CircleCI recently had a really serious security incident and as part of that published a post-mortem report which I found to be really fascinating and well-written, so I thought I should recommend it here as an example of how I think post-mortems should be written.

CircleCI incident report, Jan 4, 2023

Some of the highlights include great security recommendations for working with access tokens (make sure they expire), 2FA (didn’t help in this case) and IP range limits, among other things. The level of sophistication in the attack is also striking. Not only was an individual employee targeted as the attack vector, but in order to actually get access to production systems the attackers had to generate new production tokens and exploit running services for decryption keys. Nightmare fuel for anyone who has deployed services on the internet, ever.

I’ve thought a lot about documentation and what kinds of documentation I find effective and worthwhile. Making a push towards better documentation can easily lead to large amounts of writing that either goes unread or quickly becomes stale. The question is how we can concentrate our documentation efforts in areas that are effective and in ways that age well.

Using RFC document processes for new feature development is one area where I think writing good documentation is essential, and postmortems is another. Both postmortem in the sense of writing down a summary of the process as part of a release, not only to publish externally but also for internal use. Reflecting back on what went well, what was accomplished and lessons learned is a great practice and remains valuable even if the project evolves. The same goes for incident reports. Even if no one reads them later, the process of writing an incident report and doing proper root cause analysis is incredibly valuable in itself.

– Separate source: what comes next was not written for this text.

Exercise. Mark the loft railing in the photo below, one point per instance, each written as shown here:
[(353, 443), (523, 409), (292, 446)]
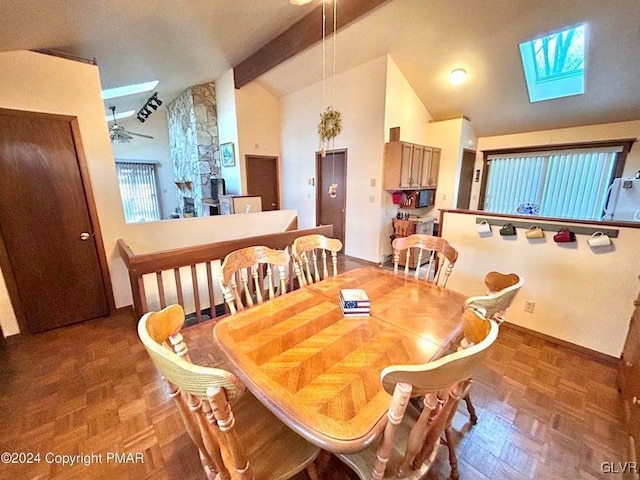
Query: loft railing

Reference manuals are useful only if they are generated from the code, and preferably shouldn’t require manual markup in the code to be useful.

Guides and tutorials don’t age well, that’s true. But they are also very useful, especially for public/free software projects. The great thing about an installation/setup/usage guide is that it makes the intent of the software explicit. A guide to using something tells you a lot about how the thing is meant to be used and what the scenarios that the authors imagined are when writing it. If you are deploying a project in an environment or use case that isn’t covered by a guide or in ways that contradict the provided usage guides, then you can expect to hit parts of the software that either don’t work or don’t work as intended.

My feeling is that a lot of developers either don’t spend enough time writing documentation, or when they do, they write documentation that doesn’t age well or is written in a way that ends up being less useful than it could be.